Publié le par angeline351

Contrat à temps partiel : de nouvelles mesures au 1er juillet 2014

La suspension de la mesure relative à la durée minimale de 24 heures des contrats de travail à temps partiel, qui avait été décidée par le Gouvernement au mois de janvier, touche à sa fin (1).

Les contrats de travail à temps partiel signés à partir du 1er juillet 2014, doivent comporter une durée minimale de 24 heures hebdomadaires (1).

Toutefois, cette disposition connait des aménagements et des exceptions.

Une durée plancher fixée à 24 heures par semaine :

Tout salarié recruté à partir du 1er juillet 2014 doit se voir proposer un contrat de travail avec un horaire minimum de 24 heures par semaine.

Les salariés embauchés à temps partiel à compter du 1er juillet 2014 ont donc le droit à une durée de travail hebdomadaire minimale de 24 heures, leur assurant ainsi, pour la plupart, de meilleurs revenus (car la moitié des salariés à temps partiel ne perçoit qu'un salaire mensuel net inférieur à 850 euros).

En effet, avec cette mesure, tout salarié doit percevoir une rémunération brute de 991 euros par mois (ce qui correspond à un salaire au smic).

Une période transitoire pour les contrats en cours :

Cette durée plancher de 24 heures hebdomadaires ne s'applique pour le moment qu'aux contrats conclus à partir du 1er juillet 2014, mais aussi à ceux qui ont été signés avant la mesure de suspension, c'est-à-dire entre le 1er et le 22 janvier 2014.
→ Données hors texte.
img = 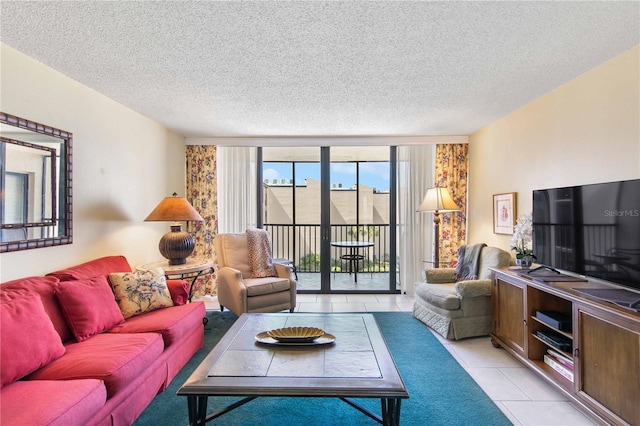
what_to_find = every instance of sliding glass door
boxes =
[261,147,397,293]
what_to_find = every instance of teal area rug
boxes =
[135,312,511,426]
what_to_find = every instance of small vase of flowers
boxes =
[509,213,536,268]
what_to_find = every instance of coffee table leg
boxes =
[380,398,402,426]
[187,396,208,426]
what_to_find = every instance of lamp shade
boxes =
[144,192,204,222]
[418,187,460,212]
[145,192,204,265]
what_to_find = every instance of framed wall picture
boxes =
[493,192,516,235]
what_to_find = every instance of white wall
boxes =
[467,46,640,250]
[0,44,185,282]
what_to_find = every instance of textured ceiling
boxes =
[0,0,640,137]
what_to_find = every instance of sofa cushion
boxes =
[109,268,173,319]
[0,379,107,426]
[415,283,460,311]
[56,276,124,342]
[28,333,164,398]
[244,277,291,297]
[0,277,73,342]
[0,294,64,388]
[108,302,207,348]
[47,256,131,281]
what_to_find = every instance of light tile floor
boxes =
[194,294,596,426]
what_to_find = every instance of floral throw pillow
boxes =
[246,228,278,278]
[109,268,173,319]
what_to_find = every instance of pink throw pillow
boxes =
[0,294,65,387]
[56,276,124,342]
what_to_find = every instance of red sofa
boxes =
[0,256,206,426]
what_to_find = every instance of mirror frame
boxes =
[0,112,73,253]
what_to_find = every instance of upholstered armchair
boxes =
[216,234,296,316]
[413,246,511,340]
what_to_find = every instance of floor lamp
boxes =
[418,187,460,268]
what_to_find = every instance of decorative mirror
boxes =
[0,112,73,253]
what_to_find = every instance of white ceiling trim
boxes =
[185,135,469,146]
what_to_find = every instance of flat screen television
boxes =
[533,179,640,290]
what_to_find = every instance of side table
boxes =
[136,257,214,302]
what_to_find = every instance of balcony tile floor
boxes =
[194,294,596,426]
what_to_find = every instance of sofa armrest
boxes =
[167,280,189,306]
[424,268,456,284]
[456,280,491,298]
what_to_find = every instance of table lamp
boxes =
[417,187,460,268]
[144,192,204,265]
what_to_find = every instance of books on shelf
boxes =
[544,354,573,382]
[547,349,573,371]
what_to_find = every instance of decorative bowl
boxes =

Par conséquent, les salariés à temps partiel qui ont conclu leur contrat de travail avant le 1er janvier 2014 ne bénéficient pas de ce seuil avant le1er janvier 2016. Ils peuvent toutefois demander à l'employeur d'appliquer le plancher de 24 heures.

Des dérogations possibles au plancher horaire :

Comme toute mesure, le bénéfice de cette durée minimale connait desexceptions.
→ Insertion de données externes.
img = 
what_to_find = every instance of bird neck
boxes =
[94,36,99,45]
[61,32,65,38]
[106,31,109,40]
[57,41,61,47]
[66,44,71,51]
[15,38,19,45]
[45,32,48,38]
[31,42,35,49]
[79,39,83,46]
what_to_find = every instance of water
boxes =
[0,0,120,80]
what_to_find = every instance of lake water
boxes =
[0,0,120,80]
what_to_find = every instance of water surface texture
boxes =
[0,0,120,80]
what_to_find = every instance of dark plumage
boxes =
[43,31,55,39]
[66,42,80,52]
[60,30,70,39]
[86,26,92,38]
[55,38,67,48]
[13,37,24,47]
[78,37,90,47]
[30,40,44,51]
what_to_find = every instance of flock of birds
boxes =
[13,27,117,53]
La dérogation peut venir :

  • de l'employeur : il ne peut refuser l'application de cette durée minimale qu'aux salariés dont le contrat de travail est déjà en cours au moment de l'entrée en vigueur de la loi et sous réserve de justifier de cette impossibilité par des raisons liées à l'activité économique de l'entreprise ;
  • du salarié : à sa demande écrite et motivée, le salarié peut, pour des contraintes personnelles (par exemple s'occuper d'un enfant), ou afin de pouvoir cumuler plusieurs emplois, demander à occuper un temps partiel plus petit (3). Cette demande est obligatoirement acceptée pour lejeune salarié qui poursuit des études ;
  • d'un accord de branche : le salarié peut se voir offrir un contrat de travail d'une durée hebdomadaire inférieure à 24 heures si un accord y autorise l'employeur (4). En effet, par la voie de la négociation, les syndicats peuvent instaurer une dérogation au plancher minimal, pour tenir compte de l'activité spécifique de l'entreprise notamment.

Les dispositions relatives à la rémunération des heures complémentaires, qui ont également été modifiées par la loi de sécurisation sont d'ores et déjà applicables.